Reservewiel verwijderen en opbergen

Bediening

  1. Verwijder het bagagepaneel (1).

  2. Draai de bevestigingsbout van het wiel linksom.

  3. Plaats het wiel in omgekeerde volgorde van verwijderen. Plaats het reservewiel en het gereedschap op de juiste wijze terug om te voorkomen dat ze tijdens het rijden gaan rammelen.

WAARSCHUWING
  • Let op aangezien de minimale bodemvrijheid kleiner wordt wanneer u het oorspronkelijke wiel onderin de auto opbergt nadat u deze door een reservewiel hebt vervangen.
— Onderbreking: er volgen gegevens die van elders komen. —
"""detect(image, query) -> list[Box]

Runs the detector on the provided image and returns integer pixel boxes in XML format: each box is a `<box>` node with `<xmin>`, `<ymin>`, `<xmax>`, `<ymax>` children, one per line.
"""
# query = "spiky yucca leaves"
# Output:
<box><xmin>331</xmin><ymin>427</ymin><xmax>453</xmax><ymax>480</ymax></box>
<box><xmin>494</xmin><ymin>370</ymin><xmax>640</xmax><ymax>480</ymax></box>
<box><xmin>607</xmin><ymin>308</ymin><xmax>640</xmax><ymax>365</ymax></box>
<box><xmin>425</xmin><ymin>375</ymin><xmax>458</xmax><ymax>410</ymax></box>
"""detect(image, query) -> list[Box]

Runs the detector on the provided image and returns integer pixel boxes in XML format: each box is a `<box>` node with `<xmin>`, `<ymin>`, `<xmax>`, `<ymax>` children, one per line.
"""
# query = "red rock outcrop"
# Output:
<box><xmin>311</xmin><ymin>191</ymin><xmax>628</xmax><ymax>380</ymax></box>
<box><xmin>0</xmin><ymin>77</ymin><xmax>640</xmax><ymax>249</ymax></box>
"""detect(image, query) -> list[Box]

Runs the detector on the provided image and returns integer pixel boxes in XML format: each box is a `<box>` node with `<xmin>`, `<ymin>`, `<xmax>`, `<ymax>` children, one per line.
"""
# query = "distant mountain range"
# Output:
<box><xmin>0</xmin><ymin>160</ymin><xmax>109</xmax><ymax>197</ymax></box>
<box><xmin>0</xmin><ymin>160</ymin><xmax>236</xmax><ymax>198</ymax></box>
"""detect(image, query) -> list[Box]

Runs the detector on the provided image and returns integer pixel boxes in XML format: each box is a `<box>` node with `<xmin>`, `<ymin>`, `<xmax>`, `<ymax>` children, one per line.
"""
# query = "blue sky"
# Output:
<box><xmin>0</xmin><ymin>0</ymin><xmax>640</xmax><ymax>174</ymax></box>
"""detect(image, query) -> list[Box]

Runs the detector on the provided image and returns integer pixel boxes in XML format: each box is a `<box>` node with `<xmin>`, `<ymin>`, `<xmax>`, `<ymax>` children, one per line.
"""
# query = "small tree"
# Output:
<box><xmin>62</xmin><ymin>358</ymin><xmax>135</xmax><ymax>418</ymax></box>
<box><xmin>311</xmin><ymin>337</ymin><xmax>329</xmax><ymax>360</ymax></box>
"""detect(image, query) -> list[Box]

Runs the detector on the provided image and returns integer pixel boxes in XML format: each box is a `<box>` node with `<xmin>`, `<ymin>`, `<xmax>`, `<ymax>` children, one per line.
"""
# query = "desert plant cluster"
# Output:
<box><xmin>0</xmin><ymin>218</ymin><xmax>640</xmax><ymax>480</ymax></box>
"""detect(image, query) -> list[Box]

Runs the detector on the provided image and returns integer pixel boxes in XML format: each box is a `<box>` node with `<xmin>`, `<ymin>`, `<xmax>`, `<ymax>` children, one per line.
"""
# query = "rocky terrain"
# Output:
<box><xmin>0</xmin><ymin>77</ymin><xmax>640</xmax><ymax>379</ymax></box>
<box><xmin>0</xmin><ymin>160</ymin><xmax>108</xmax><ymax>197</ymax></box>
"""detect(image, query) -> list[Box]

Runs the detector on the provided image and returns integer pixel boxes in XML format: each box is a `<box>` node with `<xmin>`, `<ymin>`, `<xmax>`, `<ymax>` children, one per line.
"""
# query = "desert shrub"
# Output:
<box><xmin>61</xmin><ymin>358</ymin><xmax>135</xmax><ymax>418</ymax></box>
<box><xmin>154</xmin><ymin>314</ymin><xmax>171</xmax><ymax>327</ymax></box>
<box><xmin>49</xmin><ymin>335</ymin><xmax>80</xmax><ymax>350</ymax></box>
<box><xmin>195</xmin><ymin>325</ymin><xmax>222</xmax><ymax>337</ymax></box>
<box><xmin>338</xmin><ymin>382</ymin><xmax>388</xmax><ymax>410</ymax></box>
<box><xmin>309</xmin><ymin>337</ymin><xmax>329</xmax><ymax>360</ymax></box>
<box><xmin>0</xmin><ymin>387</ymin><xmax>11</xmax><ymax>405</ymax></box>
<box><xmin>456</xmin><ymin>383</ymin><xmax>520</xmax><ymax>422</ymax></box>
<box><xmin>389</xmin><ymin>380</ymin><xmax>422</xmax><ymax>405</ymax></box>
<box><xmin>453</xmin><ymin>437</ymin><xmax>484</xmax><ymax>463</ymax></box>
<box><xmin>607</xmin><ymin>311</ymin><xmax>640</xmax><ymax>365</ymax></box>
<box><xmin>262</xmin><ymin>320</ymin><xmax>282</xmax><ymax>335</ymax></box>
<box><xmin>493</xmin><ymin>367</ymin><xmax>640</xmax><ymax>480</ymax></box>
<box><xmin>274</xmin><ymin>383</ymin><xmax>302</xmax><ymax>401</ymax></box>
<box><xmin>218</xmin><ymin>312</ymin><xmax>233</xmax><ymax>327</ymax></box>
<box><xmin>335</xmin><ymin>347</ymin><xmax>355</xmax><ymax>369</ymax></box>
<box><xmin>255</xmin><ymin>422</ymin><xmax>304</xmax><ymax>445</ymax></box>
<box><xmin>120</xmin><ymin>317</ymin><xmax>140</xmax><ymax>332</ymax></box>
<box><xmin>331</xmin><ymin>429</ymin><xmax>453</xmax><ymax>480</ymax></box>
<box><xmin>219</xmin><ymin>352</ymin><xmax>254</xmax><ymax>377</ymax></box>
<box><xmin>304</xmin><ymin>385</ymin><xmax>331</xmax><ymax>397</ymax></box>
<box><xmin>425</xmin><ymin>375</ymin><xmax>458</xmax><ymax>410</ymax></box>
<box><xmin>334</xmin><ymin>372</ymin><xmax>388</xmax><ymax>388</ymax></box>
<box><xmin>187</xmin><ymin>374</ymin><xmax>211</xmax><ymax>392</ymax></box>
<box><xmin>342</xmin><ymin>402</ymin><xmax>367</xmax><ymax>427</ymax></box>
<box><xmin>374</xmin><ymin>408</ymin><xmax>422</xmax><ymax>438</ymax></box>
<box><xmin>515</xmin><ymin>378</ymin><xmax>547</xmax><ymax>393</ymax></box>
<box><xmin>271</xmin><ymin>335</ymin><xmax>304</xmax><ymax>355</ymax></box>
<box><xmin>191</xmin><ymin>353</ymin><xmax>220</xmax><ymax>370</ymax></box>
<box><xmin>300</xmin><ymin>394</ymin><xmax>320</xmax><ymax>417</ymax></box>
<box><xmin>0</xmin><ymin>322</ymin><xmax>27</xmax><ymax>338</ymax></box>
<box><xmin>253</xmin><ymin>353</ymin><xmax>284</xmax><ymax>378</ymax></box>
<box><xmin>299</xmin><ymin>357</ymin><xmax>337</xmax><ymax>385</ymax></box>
Zorg er met name voor dat u langzamer dan 30 km/u (18 mph) rijdt bij het rijden over een verkeersdrempel en wanneer u heuvelop/heuvelaf of op een ongelijkmatig wegdek rijdt.

  • Verwissel een wiel nooit op de rijbaan.

  • Zet de auto altijd naast de weg en op de vluchtstrook of in de berm voordat u een wiel gaat verwisselen. Plaats de krik op een stevige, vlakke ondergrond. Bel de wegenwacht of bergingsbedrijf voor hulp wanneer u de auto niet op een veilige plek kunt plaatsen.

  • Plaats de krik uitsluitend op de daartoe bestemde plaatsen voor en achter onder de auto, nooit onder de bumper of iets dergelijks.

  • Anders zou de krik gemakkelijk om kunnen vallen en ernstig of dodelijk letsel kunnen veroorzaken.

  • Ga nooit onder een auto liggen die op een krik staat.

  • Start de motor niet en laat deze niet draaien zolang de auto is opgekrikt.

  • Zorg ervoor dat er niemand meer in de auto aanwezig als deze wordt opgekrikt.

  • Zorg ervoor dat kinderen op een veilige afstand van de auto en van de weg worden gehouden als de auto wordt opgekrikt.

  • Zorg dat de reservewielhouder en het midden van het reservewiel goed uitgelijnd zijn om te voorkomen dat het reservewiel gaat rammelen. Anders kan het reservewiel uit de houder vallen waardoor een ongeluk kan ontstaan.

LET OP

Controleer of de vleugelbout voor het vastzetten van de band op het midden van het wiel van de band is bevestigd. Als de vleugelbout van de bandbevestiging niet goed vastzit, kan de band tijdens het rijden gaan schuiven en kan er lawaai klinken.